Desyan: A Platform for Seamless Value-Flow and Symbolic Analysis
- URL: http://arxiv.org/abs/2508.00508v1
- Date: Fri, 01 Aug 2025 10:39:09 GMT
- Title: Desyan: A Platform for Seamless Value-Flow and Symbolic Analysis
- Authors: Panagiotis Diamantakis, Thanassis Avgerinos, Yannis Smaragdakis,
- Abstract summary: Desyan is a platform for writing program analyses with seamless integration of value-flow and symbolic reasoning.<n>For value-flow analysis, the engine is the best-in-class Datalog evaluator.<n>For applications that require full SMT, the engine is leveraging the leading SMT solvers.
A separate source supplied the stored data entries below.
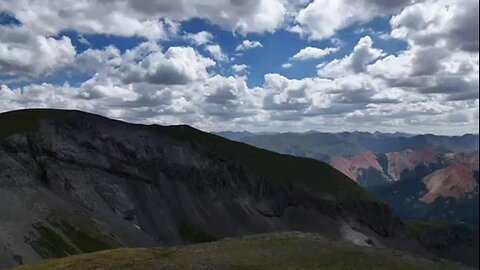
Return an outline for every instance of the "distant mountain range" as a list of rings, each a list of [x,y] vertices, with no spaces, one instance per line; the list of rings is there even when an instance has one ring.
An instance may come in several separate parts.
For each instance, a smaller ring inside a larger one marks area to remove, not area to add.
[[[478,134],[463,136],[412,135],[405,133],[341,132],[250,133],[219,132],[225,138],[245,142],[282,154],[329,161],[336,156],[364,152],[388,153],[407,149],[431,148],[442,153],[478,151]]]
[[[329,162],[412,220],[478,224],[478,135],[222,133],[257,147]]]

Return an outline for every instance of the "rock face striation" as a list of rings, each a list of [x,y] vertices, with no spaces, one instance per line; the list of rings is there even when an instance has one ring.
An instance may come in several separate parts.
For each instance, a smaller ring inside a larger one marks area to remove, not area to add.
[[[320,161],[188,126],[0,114],[0,268],[292,230],[421,252],[390,207]]]

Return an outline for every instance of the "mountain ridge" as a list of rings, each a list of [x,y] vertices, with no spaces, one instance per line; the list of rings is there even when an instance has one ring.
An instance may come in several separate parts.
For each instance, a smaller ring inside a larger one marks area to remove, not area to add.
[[[427,254],[390,207],[320,161],[74,111],[0,124],[1,266],[288,230]]]
[[[220,134],[227,135],[228,134]],[[238,134],[237,134],[238,135]],[[433,148],[439,152],[455,153],[478,150],[478,134],[461,136],[404,135],[368,132],[340,133],[277,133],[269,135],[230,136],[230,139],[295,156],[328,161],[334,156],[353,156],[363,152],[388,153],[407,149]]]

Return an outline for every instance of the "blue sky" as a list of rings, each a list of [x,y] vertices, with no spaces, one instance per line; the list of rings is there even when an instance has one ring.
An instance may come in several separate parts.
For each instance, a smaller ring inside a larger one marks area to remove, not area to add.
[[[215,131],[477,133],[476,10],[475,0],[7,0],[0,111]]]

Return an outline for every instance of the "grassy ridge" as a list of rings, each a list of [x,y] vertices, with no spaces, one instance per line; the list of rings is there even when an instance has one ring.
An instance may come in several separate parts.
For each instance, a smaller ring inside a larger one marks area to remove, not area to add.
[[[331,242],[318,235],[283,233],[155,249],[117,249],[48,260],[15,270],[403,270],[465,269],[399,252]]]

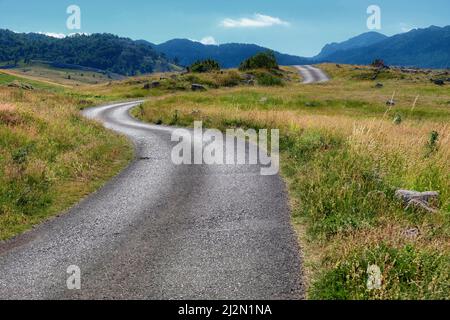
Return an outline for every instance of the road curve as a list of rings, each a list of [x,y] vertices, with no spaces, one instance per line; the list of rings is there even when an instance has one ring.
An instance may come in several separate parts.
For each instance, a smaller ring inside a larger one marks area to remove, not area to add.
[[[319,68],[313,66],[295,66],[300,71],[301,76],[303,77],[304,84],[310,83],[322,83],[327,82],[330,78],[320,70]]]
[[[259,166],[175,166],[173,129],[86,110],[136,160],[101,190],[0,244],[0,299],[301,299],[285,185]],[[67,268],[81,290],[67,289]]]

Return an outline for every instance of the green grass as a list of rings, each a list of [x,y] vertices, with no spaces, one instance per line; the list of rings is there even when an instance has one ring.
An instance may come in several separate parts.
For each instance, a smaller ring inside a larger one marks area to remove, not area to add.
[[[317,300],[446,300],[450,279],[448,255],[439,250],[417,250],[413,245],[393,248],[384,243],[353,251],[336,261],[311,289]],[[379,290],[367,290],[367,269],[381,270]]]
[[[11,80],[24,81],[0,73],[0,82]],[[34,90],[0,85],[0,240],[97,190],[133,153],[125,138],[79,114],[83,98],[26,82]]]

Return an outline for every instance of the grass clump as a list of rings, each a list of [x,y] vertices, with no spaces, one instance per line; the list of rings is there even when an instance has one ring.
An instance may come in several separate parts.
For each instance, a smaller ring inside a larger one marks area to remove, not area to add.
[[[282,86],[283,80],[269,72],[258,72],[256,74],[256,80],[261,86]]]
[[[359,248],[346,257],[328,261],[310,297],[318,300],[445,300],[450,292],[448,255],[413,245],[385,243]],[[368,268],[381,271],[381,287],[368,289]]]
- Score: 1.7205106391379026
- License: http://creativecommons.org/licenses/by/4.0/
- Abstract: Over the past two decades, two different types of static analyses have emerged as dominant paradigms both in academia and industry: value-flow analysis (e.g., data-flow analysis or points-to analysis) and symbolic analysis (e.g., symbolic execution). Despite their individual successes in numerous application fields, the two approaches have remained largely separate; an artifact of the simple reality that there is no broadly adopted unifying platform for effortless and efficient integration of symbolic techniques with high-performance data-flow reasoning. To bridge this gap, we introduce Desyan: a platform for writing program analyses with seamless integration of value-flow and symbolic reasoning. Desyan expands a production-ready Datalog fixpoint engine (Souffl\'e) with full-fledged SMT solving invoking industry-leading SMT engines. Desyan provides constructs for automatically (and efficiently!) handling typical patterns that come up in program analysis. At the same time, the integration is agnostic with respect to the solving technology, and supports Datalog-native symbolic reasoning, via a bottom-up algebraic reasoning module. The result is an engine that allows blending different kinds of reasoning, as needed for the underlying analysis. For value-flow analysis, the engine is the best-in-class Datalog evaluator (often by a factor of over 20x in execution time); for applications that require full SMT (e.g., a concolic execution engine or other symbolic evaluator that needs to solve arbitrarily complex conditions), the engine is leveraging the leading SMT solvers; for lightweight symbolic evaluation (e.g., solving simple conditionals in the context of a path-sensitive analysis), the engine can use Datalog-native symbolic reasoning, achieving large speedups (often of over 2x) compared to eagerly appealing to an SMT solver.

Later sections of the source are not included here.